I'm sorry i'm just too high to handle anything besides pirates of the caribbean right now.
we just watched the ball drop on the spanish channel. best mistake of my life.
I need to get my pants from under your porch. People are asking questions.
Both the cop and the paramedic were hitting on me while I was on the ambulance. My boob fell out and they just about had full on erections right there. They Came back two hours later to sign my cast with their phone numbers. #stillhotwhilebleeding
He sent me a 7 minute voicemail of him playing wonderwall on the acoustic guitar I'm not even kidding did he seriously think that would work
I'm ok. I've got the pantsless-with-dignity thing down pat
She stumbled into class and Google image searched nipple piercings for the entire 75 minutes
I'm a college student and my dad gets more ass than I do..... do you see a problem here?
Uh, he still talks to you after you basically sexually harassed him using emojis?

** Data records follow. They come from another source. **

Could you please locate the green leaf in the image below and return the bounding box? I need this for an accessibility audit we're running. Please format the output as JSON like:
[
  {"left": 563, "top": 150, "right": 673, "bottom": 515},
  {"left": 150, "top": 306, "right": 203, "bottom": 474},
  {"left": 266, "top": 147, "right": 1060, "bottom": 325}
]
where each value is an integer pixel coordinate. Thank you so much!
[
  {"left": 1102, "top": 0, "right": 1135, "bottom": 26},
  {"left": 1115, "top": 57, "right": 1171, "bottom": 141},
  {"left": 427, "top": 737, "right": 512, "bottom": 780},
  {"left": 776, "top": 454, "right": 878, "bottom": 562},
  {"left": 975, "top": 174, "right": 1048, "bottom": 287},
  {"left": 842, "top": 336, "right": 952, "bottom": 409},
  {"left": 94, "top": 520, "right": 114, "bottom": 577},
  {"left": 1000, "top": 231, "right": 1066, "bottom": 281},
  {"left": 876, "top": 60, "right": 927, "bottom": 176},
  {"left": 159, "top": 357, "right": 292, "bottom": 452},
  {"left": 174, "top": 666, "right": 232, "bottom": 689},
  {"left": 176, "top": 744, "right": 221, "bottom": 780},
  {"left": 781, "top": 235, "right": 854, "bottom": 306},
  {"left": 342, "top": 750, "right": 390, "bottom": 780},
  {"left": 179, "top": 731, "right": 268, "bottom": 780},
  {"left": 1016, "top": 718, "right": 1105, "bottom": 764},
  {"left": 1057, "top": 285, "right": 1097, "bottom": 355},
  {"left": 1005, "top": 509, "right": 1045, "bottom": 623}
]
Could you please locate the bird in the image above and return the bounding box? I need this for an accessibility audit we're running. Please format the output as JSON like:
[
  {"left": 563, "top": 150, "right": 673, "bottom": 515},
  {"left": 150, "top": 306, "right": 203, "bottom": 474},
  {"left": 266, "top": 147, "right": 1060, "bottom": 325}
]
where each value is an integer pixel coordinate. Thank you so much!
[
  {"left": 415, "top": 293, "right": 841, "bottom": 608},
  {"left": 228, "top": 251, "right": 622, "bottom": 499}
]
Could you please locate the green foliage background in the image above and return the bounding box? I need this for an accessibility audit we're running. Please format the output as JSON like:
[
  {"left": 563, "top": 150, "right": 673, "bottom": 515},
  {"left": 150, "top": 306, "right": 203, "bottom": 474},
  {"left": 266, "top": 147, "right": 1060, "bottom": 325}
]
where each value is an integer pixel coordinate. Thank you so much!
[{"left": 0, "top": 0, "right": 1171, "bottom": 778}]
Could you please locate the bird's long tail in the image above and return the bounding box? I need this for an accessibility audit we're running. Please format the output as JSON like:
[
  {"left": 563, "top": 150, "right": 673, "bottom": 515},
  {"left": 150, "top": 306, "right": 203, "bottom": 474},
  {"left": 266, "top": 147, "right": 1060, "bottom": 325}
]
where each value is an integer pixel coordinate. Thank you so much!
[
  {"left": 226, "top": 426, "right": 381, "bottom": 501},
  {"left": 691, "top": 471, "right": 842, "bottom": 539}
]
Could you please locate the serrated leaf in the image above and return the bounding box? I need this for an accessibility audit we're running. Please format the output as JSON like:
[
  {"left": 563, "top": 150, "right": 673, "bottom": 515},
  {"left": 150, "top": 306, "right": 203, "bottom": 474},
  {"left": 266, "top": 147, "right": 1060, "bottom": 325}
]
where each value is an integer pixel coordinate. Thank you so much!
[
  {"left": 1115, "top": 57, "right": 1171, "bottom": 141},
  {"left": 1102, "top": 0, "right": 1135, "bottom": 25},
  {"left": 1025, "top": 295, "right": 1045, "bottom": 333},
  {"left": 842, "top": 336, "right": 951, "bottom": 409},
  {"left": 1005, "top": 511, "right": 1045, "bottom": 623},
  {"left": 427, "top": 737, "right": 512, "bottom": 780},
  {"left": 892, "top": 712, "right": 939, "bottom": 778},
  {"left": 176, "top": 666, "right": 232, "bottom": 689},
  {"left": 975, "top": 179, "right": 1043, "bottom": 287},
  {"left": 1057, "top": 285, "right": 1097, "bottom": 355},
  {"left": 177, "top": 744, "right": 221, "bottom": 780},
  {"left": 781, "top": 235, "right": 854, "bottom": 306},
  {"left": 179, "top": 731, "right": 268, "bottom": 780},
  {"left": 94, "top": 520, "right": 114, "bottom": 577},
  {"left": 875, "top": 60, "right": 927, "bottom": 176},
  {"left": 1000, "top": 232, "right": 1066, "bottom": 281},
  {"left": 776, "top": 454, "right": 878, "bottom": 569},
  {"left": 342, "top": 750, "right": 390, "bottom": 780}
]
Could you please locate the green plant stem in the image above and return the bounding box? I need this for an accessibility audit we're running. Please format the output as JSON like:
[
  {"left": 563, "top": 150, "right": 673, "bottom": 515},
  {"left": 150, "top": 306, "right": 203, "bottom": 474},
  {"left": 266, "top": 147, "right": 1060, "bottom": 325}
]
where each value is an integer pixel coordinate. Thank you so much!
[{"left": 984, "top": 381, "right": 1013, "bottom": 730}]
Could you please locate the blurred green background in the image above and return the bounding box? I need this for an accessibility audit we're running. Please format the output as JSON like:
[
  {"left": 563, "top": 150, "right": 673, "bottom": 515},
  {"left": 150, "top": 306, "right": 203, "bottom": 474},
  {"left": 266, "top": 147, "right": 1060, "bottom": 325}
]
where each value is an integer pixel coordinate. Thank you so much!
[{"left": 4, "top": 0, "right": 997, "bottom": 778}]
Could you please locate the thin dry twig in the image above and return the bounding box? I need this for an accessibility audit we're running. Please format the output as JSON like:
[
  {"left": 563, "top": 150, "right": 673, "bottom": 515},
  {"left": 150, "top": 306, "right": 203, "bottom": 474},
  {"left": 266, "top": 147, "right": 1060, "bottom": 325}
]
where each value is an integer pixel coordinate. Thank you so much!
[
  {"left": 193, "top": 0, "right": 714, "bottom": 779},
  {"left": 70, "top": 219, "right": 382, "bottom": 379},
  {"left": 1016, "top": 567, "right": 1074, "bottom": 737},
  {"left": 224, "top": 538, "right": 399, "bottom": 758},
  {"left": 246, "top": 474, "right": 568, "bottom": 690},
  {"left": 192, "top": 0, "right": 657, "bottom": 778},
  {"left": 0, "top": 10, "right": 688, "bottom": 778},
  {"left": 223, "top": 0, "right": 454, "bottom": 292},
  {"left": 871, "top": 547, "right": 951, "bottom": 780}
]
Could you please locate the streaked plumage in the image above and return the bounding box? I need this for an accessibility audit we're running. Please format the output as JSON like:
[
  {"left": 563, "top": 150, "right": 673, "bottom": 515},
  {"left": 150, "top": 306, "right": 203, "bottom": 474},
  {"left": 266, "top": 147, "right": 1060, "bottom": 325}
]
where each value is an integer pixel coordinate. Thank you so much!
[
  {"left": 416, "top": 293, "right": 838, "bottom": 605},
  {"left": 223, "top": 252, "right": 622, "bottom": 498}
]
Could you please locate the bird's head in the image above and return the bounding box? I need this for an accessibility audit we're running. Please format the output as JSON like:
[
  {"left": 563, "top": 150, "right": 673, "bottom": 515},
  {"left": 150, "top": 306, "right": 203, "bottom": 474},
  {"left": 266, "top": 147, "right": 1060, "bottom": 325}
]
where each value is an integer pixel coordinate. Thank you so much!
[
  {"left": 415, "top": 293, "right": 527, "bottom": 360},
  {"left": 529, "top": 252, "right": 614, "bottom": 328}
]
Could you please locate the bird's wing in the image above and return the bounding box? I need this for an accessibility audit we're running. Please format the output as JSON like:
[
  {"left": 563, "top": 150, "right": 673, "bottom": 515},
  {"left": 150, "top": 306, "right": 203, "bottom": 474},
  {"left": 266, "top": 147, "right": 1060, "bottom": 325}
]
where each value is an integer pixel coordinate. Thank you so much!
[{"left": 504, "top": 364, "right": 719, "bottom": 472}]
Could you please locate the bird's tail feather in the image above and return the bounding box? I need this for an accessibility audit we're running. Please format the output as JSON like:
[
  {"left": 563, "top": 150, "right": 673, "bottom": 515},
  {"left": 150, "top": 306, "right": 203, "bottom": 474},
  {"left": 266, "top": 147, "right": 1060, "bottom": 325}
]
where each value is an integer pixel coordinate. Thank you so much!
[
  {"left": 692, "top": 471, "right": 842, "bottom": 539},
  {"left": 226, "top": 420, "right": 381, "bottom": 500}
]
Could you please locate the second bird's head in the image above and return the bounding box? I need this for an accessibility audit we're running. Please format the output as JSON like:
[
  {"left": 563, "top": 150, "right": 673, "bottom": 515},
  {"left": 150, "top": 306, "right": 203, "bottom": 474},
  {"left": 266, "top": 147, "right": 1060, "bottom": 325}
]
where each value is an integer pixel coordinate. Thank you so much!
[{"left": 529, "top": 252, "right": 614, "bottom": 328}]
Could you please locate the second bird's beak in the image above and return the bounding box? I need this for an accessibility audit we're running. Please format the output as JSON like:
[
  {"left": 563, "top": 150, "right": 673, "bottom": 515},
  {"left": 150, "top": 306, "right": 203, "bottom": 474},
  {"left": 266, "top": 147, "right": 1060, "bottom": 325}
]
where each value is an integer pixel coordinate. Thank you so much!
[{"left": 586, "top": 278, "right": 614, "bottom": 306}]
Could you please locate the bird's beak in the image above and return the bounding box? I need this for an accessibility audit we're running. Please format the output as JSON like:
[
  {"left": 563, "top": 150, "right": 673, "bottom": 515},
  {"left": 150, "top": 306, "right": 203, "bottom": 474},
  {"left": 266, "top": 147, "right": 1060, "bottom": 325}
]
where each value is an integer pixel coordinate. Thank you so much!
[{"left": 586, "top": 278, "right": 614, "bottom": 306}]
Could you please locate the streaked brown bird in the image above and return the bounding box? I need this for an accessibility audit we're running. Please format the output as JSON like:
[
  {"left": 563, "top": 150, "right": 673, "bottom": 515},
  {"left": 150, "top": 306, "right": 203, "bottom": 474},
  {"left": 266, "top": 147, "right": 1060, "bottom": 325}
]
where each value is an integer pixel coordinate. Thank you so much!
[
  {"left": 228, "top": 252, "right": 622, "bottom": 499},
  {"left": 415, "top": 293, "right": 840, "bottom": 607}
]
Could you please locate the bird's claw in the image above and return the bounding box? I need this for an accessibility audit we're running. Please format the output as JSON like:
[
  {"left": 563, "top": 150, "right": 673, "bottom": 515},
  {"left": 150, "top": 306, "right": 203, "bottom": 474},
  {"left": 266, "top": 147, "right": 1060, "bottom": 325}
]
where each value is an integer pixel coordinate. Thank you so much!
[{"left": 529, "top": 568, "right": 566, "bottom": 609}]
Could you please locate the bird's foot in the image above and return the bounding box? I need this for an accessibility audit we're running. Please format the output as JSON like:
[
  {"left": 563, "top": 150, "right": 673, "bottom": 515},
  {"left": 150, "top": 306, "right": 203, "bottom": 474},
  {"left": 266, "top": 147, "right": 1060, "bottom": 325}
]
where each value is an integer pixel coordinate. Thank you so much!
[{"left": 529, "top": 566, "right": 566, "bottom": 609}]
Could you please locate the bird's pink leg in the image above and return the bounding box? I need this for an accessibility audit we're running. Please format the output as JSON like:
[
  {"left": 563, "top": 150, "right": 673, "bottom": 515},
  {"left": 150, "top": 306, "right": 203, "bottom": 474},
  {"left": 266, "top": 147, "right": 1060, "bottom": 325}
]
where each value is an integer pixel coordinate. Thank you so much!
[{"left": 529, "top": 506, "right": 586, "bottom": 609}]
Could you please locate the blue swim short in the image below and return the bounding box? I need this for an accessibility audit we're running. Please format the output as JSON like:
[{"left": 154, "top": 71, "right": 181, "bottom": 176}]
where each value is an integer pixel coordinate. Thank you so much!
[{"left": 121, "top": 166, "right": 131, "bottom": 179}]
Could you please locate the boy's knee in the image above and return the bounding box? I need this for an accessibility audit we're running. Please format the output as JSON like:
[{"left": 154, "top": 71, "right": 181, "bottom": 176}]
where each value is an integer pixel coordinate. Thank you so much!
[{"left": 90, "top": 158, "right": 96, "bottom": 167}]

dude, where are you? this beer run has taken so long i read war and peace, took a nap, and shaved 3 times.
I'm too old for chlamydia. That's for 20 year olds who go to clubs and do drugs I've never heard of.
Odd start to the day - the FBI just showed up at my apartment.
I just fucked her in the corner of an ally while holding a large pizza waiting on a pledge for a ride.
this potential sugar daddy just sent me a photo of him butt naked in the woods saying he wants to "grow our spirits together." so i think i found us a new drug dealer!
He made me pay for half of dinner. Fucking feminist revolution.